Slowing Down and Breathing Deeply: On Time and Inflating the Ordinary Moment

By Catherine DiMercurio

There are times in our life where we are keenly aware of how swiftly time passes and we wonder, how can I slow things down?

I have had numerous conversations with friends about how, as our children get older, life increasingly seems to be on fast-forward. I feel hyper aware of time. When my children were babies, I wasn’t cognizant of how quickly their first year went by until it was over. Though I was waking up several times a night to breastfeed, I tried to be present during the daytime, aware of how quickly the children moved from one stage to the next. But, I was simply exhausted and a lot of those memories are fairly hazy. It is only in the looking back that I perceive how quickly that time flew by. But day by day, within that time, it didn’t seem as though I’d ever get to place were we were all sleeping through the night. Now, I have an awareness even while I’m living through this time that moments are disappearing before I’m through with them. They are footprints in wet sand, washed away before I’ve finished taking the next step.

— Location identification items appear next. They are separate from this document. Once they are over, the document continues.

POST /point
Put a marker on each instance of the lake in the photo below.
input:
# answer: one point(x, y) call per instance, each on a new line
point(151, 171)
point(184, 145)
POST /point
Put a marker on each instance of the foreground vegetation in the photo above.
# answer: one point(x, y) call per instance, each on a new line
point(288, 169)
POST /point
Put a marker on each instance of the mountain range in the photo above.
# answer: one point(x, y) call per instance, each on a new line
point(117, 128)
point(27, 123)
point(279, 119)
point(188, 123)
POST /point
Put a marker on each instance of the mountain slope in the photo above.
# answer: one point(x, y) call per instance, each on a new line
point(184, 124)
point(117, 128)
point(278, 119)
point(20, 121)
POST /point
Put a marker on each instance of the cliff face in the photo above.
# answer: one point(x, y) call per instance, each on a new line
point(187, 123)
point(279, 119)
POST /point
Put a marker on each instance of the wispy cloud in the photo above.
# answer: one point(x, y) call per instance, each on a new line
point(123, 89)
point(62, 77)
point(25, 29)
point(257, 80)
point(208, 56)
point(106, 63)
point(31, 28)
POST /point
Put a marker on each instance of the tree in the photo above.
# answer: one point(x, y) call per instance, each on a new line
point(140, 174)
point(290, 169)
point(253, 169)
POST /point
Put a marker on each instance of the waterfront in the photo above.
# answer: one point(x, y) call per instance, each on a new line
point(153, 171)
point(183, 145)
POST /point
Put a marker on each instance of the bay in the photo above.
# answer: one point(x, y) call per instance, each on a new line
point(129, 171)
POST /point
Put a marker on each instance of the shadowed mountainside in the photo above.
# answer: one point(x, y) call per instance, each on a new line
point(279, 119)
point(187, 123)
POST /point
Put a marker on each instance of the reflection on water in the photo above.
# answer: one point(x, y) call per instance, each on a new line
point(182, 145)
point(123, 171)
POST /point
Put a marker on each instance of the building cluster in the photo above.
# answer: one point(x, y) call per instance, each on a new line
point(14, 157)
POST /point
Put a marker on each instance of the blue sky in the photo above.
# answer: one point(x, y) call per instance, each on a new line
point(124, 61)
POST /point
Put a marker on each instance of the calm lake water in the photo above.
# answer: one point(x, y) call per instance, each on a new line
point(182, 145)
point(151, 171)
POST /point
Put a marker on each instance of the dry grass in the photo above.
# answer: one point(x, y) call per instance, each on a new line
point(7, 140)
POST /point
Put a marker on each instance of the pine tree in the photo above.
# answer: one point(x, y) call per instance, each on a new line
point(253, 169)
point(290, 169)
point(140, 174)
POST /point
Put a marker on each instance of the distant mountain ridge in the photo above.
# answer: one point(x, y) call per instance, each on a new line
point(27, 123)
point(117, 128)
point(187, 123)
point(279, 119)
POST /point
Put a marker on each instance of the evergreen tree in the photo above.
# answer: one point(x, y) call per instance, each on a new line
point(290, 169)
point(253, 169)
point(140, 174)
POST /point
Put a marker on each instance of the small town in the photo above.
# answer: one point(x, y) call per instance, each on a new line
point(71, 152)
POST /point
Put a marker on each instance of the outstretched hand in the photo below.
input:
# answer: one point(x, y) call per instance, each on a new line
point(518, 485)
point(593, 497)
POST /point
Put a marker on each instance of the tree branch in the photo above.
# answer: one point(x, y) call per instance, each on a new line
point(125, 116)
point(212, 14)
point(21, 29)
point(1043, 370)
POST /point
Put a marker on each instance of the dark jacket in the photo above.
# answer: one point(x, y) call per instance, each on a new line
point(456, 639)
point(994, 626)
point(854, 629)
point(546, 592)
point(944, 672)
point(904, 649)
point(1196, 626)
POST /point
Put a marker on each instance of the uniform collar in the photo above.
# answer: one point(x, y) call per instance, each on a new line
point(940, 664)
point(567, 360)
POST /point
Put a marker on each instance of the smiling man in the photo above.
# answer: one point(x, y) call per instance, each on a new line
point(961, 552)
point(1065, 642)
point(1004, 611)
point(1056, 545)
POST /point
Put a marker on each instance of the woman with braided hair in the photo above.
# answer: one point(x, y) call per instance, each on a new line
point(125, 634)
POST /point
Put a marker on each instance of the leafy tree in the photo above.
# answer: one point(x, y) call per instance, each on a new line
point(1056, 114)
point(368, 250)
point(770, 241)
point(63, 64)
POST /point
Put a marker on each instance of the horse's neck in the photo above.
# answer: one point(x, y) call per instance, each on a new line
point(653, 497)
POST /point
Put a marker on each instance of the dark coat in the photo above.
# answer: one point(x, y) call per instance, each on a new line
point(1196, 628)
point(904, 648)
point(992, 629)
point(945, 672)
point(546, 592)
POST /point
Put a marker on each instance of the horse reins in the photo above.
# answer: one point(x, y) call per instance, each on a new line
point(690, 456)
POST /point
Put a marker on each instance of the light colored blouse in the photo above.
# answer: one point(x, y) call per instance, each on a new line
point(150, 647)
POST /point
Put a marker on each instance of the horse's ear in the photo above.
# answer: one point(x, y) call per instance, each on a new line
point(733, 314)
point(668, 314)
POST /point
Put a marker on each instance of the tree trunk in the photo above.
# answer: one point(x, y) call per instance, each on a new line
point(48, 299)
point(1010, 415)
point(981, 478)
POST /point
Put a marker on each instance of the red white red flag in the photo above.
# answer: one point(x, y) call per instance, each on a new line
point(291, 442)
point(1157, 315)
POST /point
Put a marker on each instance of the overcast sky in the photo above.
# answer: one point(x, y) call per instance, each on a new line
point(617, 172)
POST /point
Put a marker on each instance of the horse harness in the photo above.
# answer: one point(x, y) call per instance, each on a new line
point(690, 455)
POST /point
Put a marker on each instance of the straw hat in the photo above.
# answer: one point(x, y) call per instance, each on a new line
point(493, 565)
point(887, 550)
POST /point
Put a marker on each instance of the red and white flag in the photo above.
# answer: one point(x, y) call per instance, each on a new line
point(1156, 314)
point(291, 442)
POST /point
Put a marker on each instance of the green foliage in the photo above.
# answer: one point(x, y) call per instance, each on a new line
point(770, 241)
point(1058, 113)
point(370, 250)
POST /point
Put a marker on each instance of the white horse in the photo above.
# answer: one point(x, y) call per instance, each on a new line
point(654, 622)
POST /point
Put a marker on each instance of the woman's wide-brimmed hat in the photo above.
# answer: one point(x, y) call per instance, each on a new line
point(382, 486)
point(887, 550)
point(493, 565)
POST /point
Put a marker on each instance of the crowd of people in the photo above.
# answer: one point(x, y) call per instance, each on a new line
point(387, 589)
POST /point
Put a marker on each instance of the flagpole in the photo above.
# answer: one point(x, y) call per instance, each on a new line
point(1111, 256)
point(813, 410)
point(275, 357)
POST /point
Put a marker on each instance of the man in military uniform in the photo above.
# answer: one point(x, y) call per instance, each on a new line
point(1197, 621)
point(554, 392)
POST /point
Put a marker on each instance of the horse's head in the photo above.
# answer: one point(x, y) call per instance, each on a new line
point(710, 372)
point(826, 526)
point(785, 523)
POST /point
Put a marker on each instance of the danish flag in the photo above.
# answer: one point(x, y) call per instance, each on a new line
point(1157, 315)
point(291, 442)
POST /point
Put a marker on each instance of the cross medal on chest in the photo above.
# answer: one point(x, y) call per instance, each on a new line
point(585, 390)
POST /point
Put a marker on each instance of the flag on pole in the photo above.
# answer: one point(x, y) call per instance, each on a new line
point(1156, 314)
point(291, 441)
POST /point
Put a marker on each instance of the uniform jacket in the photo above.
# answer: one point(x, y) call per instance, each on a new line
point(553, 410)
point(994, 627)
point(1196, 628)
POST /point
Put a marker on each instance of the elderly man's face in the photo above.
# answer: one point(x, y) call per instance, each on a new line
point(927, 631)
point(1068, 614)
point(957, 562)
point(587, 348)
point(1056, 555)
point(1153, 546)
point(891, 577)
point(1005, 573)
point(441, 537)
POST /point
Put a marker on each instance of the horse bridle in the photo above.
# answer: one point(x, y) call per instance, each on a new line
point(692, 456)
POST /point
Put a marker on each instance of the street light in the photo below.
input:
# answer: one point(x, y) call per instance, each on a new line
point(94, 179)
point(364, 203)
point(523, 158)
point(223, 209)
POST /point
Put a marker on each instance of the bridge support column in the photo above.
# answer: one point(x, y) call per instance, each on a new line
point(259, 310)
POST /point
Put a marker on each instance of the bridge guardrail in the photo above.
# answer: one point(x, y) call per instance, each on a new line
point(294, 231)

Tick Marks on the Timeline

The easiest things to remember are obviously things that stand out as atypical, as outside of the normal routine and pace of life—vacations, events, illnesses, and griefs. Recalling the things we’ve deliberately denoted as significant is also a relatively straightforward endeavor. Parents do this all the time—first Christmas, first day of school, etc. All the other days, those that seem to be undifferentiated from one another, are forgettable time. They are the spaces in between the tick marks on a timeline. Yet those moments and days and years filling in the gaps between the firsts and the vacations and the tragedies are where most of our living happens and where much of our memory fades. The passage of that time is what makes it seem as though life is going by so quickly. It’s because there is nothing to grab on to. The current of time rushes along, and without any specific memory to fix upon, we rush past, and remark on how quickly that year went by.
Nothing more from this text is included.